Helix Energy Solutions 8-K 2005
Washington, D.C. 20549
Date of Report (Date of earliest event reported): June 10, 2005
Cal Dive International, Inc.
(Exact name of registrant as specified in its charter)
Check the appropriate box below if the Form 8-K filing is intended to simultaneously satisfy the filing obligation of the registrant under any of the following provisions (see General Instruction A.2. below):
o Written communications pursuant to Rule 425 under the Securities Act (17 CFR 230.425)
o Soliciting material pursuant to Rule 14a-12 under the Exchange Act (17 CFR 240.14a-12)
o Pre-commencement communications pursuant to Rule 14d-2(b) under the Exchange Act (17 CFR 240.14d-2(b))
o Pre-commencement communications pursuant to Rule 13e-4(c) under the Exchange Act (17 CFR 240.13e-4(c))
Item 1.01. Entry into a Material Definitive Agreement.
On May 4, 2005, Energy Resource Technology, Inc. (ERT), a wholly owned subsidiary of Cal Dive International, Inc. (CDI), entered into a Purchase and Sale Agreement (the Agreement), with Murphy Exploration & Production Company USA (Murphy), a wholly owned subsidiary of Murphy Oil Corporation, relating to the acquisition of certain properties as described below in Item 2.01, subject to a number of conditions to closing including satisfactory completion of due diligence by ERT and CDI.
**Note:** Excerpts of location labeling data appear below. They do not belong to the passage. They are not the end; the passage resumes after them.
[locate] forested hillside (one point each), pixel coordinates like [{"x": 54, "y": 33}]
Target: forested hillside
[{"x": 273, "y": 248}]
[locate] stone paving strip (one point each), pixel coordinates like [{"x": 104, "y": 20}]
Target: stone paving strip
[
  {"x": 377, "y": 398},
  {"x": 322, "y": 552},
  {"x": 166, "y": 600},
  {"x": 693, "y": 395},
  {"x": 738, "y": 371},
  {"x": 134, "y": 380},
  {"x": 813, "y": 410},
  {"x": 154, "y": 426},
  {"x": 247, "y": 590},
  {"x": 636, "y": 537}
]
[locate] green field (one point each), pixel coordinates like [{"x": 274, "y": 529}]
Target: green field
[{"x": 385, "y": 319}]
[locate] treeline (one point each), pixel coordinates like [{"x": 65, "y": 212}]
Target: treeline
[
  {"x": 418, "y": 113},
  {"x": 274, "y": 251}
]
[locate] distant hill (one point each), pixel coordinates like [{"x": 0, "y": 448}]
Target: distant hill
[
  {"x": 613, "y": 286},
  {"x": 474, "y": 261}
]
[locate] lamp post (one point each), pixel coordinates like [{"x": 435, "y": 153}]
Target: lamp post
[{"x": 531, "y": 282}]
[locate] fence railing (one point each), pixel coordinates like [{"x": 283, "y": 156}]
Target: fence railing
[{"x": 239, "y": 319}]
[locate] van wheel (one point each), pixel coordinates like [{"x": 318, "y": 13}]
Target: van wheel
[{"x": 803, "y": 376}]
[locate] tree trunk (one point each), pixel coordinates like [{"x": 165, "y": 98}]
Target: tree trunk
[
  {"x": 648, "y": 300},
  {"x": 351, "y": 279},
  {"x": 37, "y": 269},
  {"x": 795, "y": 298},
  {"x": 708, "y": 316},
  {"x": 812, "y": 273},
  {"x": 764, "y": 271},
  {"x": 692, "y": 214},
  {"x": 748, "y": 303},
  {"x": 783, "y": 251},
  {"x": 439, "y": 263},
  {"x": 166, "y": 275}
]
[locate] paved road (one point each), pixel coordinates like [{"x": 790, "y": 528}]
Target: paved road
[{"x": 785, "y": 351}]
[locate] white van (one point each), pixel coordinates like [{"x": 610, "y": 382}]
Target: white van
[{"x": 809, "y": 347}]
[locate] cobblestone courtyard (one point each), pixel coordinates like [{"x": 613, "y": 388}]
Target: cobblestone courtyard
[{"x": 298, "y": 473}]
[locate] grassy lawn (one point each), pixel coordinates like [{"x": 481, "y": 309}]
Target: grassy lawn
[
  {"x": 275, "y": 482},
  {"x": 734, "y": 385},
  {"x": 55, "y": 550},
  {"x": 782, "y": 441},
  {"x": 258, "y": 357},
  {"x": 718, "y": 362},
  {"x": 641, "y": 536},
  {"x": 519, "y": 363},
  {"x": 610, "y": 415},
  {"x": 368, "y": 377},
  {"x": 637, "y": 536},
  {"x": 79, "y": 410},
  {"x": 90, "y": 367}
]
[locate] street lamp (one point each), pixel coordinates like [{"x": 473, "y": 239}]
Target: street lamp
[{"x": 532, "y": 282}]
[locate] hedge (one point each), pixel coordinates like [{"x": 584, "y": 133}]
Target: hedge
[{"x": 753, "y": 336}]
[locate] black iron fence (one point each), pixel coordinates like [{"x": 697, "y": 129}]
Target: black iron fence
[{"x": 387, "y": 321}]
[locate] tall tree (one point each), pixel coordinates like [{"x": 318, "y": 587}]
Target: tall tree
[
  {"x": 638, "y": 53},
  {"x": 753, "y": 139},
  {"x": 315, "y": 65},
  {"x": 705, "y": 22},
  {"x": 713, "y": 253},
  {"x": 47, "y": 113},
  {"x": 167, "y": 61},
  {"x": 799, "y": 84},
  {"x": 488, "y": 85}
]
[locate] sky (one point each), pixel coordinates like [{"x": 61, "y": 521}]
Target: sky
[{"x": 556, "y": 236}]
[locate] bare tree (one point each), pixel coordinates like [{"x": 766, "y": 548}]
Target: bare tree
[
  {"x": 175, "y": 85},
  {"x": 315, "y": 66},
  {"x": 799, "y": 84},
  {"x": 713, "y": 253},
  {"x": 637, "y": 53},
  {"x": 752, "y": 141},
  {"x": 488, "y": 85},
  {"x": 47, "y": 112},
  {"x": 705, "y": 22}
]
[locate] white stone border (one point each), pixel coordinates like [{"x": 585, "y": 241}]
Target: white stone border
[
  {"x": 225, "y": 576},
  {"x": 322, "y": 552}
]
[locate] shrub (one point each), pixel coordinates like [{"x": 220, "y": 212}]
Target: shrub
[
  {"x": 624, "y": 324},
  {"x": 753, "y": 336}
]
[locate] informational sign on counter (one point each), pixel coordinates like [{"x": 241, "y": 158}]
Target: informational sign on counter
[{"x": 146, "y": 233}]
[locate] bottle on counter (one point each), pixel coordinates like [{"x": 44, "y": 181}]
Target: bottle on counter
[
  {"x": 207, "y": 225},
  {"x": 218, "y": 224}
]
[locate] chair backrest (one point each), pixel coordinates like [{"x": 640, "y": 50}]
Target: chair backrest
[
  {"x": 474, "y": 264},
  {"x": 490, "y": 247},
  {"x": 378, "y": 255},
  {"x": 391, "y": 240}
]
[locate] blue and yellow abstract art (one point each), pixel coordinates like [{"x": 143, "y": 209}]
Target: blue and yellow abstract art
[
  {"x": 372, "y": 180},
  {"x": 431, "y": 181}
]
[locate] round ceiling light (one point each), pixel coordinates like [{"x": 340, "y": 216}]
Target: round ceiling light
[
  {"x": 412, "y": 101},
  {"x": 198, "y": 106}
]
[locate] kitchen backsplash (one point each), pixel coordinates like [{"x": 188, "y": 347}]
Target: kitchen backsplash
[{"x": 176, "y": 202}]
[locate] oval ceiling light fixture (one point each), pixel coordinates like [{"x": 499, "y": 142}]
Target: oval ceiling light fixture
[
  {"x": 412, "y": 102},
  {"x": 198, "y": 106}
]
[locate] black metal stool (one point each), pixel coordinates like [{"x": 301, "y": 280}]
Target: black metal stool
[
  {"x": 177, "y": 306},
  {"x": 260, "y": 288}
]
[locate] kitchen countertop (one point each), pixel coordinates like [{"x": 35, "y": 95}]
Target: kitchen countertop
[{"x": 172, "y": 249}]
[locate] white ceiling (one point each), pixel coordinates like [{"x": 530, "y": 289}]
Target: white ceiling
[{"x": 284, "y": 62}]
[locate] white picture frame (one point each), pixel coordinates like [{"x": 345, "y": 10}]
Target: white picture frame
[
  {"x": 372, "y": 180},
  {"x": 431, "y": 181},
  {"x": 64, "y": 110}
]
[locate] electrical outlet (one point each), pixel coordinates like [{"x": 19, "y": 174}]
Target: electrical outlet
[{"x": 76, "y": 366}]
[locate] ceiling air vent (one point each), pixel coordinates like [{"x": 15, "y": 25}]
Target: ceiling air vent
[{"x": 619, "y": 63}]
A copy of the Agreement is attached hereto as Exhibit 10.1 to this Current Report on Form 8-K and is incorporated herein by reference.
Item 2.01. Completion of Acquisition or Disposition of Assets.
As previously reported, on June 10, 2005, ERT acquired a mature property package (consisting of eight operated and eleven non-operated fields) on the Gulf of Mexico shelf from Murphy for a purchase price, including both cash and assumed abandonment liability, of approximately $200 million.
For additional information, see Item 1.01.
Item 9.01. Financial Statements and Exhibits.
The financial statements of the acquired properties for the periods specified in Rule 3-05(b) of Regulation S-X will be filed by amendment to this Current Report on Form 8-K no later than 71 calendar days after the date on which this Current Report on Form 8-K is required to be filed.
The pro forma financial statements required pursuant to Article 11 of Regulation S-X will be filed by amendment to this Current Report on Form 8-K no later than 71 calendar days after the date on which this Current Report on Form 8-K is required to be filed.
Pursuant to the requirements of the Securities Exchange Act of 1934, as amended, the Registrant has duly caused this report to be signed on its behalf by the undersigned hereunto duly authorized.